[SPARK-43789][R] Uses 'spark.sql.execution.arrow.maxRecordsPerBatch' …

…in R createDataFrame with Arrow by default ### What changes were proposed in this pull request? This PR proposes to pick a proper number of partitions when create a DataFrame from R DataFrame with Arrow. Previously, the number of partitions was always `1` if not specified. Now, it splits the input R DataFrame by `spark.sql.execution.arrow.maxRecordsPerBatch`, and pick a proper number of partitions (the number of batches). This is matched with PySpark code path: https://github.com/apache/spark/blob/46949e692e863992f4c50bdd482d5216d4fd9221/python/pyspark/sql/pandas/conversion.py#L618C11-L626 ### Why are the changes needed? To avoid having OOM when the R DataFrame is too large, and enables a proper distributed computing. ### Does this PR introduce _any_ user-facing change?
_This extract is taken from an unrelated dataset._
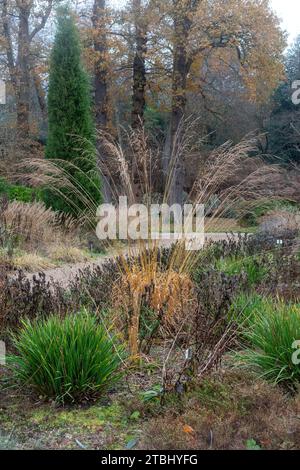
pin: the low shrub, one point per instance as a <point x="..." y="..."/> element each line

Yes, it changes the default partition number when users call `createDataFrame` with R DataFrame when Arrow optimization is enabled. The concept of the partition is subject to be internal, and by default it doesn't change its behaviour. ### How was this patch tested? Manually tested with a large CSV file (3 GB). Also added a unittest. Closes apache#41307 from HyukjinKwon/default-batch-size. Authored-by: Hyukjin Kwon <gurwls223@apache.org> Signed-off-by: Hyukjin Kwon <gurwls223@apache.org>
VulnerabilityTesting · May 25, 2023 · eca0bef · eca0bef
1 parent 6fc5f4e
commit eca0bef
Show file tree

Hide file tree

Showing 2 changed files with 18 additions and 1 deletion.
diff --git a/R/pkg/R/SQLContext.R b/R/pkg/R/SQLContext.R
@@ -153,7 +153,9 @@ writeToFileInArrow <- function(fileName, rdf, numPartitions) {
     numPartitions <- if (!is.null(numPartitions)) {
       numToInt(numPartitions)
     } else {
-      1
+      # If numPartitions is not set, chunk the R DataFrame based on the batch size.
+      ceiling(
+        nrow(rdf) / as.numeric(sparkR.conf("spark.sql.execution.arrow.maxRecordsPerBatch")[[1]]))
     }
 
     rdf_slices <- if (numPartitions > 1) {

diff --git a/R/pkg/tests/fulltests/test_sparkSQL_arrow.R b/R/pkg/tests/fulltests/test_sparkSQL_arrow.R
@@ -249,4 +249,19 @@ test_that("SPARK-32478: gapply() Arrow optimization - error message for schema m
     "expected IntegerType, IntegerType, got IntegerType, StringType")
 })
 
+test_that("SPARK-43789: Automatically pick the number of partitions based on Arrow batch size", {
+  skip_if_not_installed("arrow")
+
+  conf <- callJMethod(sparkSession, "conf")
+  maxRecordsPerBatch <- sparkR.conf("spark.sql.execution.arrow.maxRecordsPerBatch")[[1]]
+
+  callJMethod(conf, "set", "spark.sql.execution.arrow.maxRecordsPerBatch", "10")
+  tryCatch({
+    expect_equal(getNumPartitionsRDD(toRDD(createDataFrame(mtcars))), 4)
+  },
+  finally = {
+    callJMethod(conf, "set", "spark.sql.execution.arrow.maxRecordsPerBatch", maxRecordsPerBatch)
+  })
+})
+
 sparkR.session.stop()